The train rushed into the station. A wave of air pressed against them, and she took a step back into his chest. An accident, but she stayed there, frozen, as the train slowed and the doors opened, and the gush of air fell away to stillness. For a moment, no one seemed to breathe, no one moved, and then: a rush of bodies toward the doors, pushing past them, scuttling around them.

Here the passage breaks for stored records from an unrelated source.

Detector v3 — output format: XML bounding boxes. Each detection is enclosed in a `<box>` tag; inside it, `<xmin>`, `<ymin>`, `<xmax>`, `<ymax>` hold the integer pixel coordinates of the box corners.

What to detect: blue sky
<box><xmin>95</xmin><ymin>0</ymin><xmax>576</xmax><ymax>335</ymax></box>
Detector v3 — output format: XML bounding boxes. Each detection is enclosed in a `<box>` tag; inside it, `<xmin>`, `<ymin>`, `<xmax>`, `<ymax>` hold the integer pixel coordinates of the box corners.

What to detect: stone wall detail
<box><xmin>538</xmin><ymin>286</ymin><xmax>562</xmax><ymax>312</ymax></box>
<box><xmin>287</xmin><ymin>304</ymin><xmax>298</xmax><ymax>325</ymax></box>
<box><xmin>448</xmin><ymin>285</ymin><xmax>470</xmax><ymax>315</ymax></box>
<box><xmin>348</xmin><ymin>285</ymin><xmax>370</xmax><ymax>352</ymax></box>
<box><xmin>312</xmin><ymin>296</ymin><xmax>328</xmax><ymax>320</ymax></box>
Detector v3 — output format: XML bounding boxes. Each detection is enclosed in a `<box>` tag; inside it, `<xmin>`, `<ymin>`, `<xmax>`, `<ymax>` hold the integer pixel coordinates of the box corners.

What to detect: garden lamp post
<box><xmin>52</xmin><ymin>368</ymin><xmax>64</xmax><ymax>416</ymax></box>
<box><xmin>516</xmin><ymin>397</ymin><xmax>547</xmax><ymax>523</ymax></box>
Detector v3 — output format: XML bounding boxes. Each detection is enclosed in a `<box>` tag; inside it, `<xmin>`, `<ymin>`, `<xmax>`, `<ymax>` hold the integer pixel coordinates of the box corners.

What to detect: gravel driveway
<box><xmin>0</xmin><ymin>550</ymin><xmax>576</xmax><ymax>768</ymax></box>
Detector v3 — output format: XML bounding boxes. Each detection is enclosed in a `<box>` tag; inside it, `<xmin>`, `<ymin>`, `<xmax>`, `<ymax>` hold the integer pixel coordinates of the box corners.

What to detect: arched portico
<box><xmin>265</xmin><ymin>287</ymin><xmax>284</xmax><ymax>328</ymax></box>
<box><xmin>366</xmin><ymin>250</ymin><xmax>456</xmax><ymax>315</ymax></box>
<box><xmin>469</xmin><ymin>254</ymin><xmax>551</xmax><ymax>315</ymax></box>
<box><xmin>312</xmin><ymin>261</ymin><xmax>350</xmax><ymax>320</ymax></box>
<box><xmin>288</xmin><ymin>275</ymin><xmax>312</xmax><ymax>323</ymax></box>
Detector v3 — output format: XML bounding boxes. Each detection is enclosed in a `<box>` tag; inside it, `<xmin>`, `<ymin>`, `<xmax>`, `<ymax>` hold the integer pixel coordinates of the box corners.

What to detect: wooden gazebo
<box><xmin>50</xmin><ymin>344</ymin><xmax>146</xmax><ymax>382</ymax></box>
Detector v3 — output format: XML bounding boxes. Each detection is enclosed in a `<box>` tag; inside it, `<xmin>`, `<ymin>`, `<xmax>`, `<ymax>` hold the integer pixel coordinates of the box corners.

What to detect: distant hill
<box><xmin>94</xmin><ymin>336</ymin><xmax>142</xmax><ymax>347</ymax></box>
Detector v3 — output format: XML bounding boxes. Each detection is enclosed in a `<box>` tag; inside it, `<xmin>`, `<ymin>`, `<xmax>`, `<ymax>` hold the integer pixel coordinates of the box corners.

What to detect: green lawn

But the conductor didn’t even glance at them, standing on the platform, staring in at the dead mouth of the train. The doors closed, the train chugged off, and she started crying. He put his hand on her shoulder, felt the stick of sweat, felt every bone, every muscle, the blood in her veins as it rushed beneath her skin, and even as they turned to leave, as his hand fell to his side, as she wiped the tears from her eyes with the tips of fingers, saying “Let’s take a cab,” he still felt her little shoulder as it trembled under his hand and knew that he would never again feel as alive as he did then.